E é aí que Borat 2 realmente pega o espectador de surpresa, revelando um coração imenso e oferecendo uma resolução tocante para os arcos tanto do protagonista quanto de sua filha – mesmo que o filme em si não resista a criar um ou outro momento meloso que trai um pouquinho a proposta anárquica do projeto e que indica que a “domesticação” que Cohen sofreu de Hollywood em O Ditador (lembram-se do dispensável romance entre o general Aladeen e a norte-americana vivida por Anna Farris?) ainda encontra-se em maior ou menor grau. Ainda assim, o otimismo de Cohen ao encerrar a narrativa com aquele desfecho não deixa de ser contagiante, sugerindo acreditar que mesmo as culturas mais intolerantes do mundo têm a esperança de evoluir.

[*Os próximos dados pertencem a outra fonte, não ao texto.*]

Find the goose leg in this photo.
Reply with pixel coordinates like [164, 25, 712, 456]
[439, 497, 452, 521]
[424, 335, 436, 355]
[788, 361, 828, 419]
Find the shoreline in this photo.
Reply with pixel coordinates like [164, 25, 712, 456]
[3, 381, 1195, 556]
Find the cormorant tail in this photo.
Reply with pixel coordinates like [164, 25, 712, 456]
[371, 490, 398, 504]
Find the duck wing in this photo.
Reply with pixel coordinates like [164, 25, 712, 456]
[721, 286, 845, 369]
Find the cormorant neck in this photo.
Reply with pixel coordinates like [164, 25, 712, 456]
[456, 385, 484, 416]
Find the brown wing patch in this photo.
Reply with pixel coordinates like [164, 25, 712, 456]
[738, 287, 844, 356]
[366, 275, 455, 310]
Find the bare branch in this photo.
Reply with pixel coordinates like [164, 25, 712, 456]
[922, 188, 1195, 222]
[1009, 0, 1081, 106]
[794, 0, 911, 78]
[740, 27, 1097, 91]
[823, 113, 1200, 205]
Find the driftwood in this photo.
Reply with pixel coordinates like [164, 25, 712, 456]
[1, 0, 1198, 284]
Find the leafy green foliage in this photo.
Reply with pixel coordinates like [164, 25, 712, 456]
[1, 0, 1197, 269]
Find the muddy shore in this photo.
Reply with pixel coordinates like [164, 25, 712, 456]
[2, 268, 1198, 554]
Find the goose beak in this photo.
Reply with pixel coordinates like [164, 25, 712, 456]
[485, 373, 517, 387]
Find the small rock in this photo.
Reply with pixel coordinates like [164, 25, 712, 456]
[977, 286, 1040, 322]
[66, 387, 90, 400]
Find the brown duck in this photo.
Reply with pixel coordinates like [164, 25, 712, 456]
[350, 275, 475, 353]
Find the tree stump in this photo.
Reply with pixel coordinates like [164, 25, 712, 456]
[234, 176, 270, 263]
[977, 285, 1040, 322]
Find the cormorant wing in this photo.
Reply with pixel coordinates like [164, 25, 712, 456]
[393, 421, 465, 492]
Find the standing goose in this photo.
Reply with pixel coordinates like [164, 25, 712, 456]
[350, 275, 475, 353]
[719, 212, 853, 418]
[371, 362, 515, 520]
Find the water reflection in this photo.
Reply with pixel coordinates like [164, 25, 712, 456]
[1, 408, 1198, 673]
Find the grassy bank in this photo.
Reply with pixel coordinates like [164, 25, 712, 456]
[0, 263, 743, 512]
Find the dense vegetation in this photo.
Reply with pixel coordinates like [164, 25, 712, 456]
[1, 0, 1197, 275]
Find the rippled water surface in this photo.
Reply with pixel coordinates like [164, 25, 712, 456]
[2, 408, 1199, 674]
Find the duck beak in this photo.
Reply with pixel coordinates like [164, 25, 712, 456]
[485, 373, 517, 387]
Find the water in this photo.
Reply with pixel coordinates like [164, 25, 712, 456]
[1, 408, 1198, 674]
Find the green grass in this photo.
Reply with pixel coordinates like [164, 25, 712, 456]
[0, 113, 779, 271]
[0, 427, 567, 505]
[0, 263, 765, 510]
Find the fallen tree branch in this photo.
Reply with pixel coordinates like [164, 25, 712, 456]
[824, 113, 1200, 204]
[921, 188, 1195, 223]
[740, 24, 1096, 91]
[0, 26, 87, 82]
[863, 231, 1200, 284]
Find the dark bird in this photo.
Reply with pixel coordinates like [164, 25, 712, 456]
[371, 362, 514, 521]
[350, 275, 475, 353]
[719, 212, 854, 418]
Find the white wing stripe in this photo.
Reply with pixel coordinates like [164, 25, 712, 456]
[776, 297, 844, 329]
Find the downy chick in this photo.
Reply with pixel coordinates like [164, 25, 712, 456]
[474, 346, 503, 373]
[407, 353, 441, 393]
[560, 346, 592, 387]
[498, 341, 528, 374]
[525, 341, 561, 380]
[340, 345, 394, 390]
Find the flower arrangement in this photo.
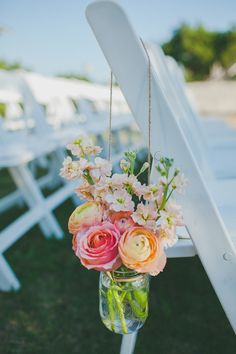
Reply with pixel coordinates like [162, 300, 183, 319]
[60, 135, 187, 334]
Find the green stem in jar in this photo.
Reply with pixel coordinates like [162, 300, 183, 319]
[107, 288, 115, 332]
[113, 290, 128, 334]
[120, 291, 127, 303]
[126, 291, 148, 320]
[133, 289, 148, 309]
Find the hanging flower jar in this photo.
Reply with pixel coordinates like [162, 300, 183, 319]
[99, 269, 149, 334]
[60, 135, 187, 335]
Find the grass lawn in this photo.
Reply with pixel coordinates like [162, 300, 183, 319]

Dito isso, espero sinceramente que, em 2034, quando Sacha Baron Cohen julgar necessário tirar o personagem da gaveta para um eventual Borat 3, o planeta esteja em condições um pouco melhores. Afinal, o que esta Fita de Cinema Seguinte indica é que ainda dá tempo de fazer os absurdos e as caricaturas da vida real voltarem a existir somente na ficção.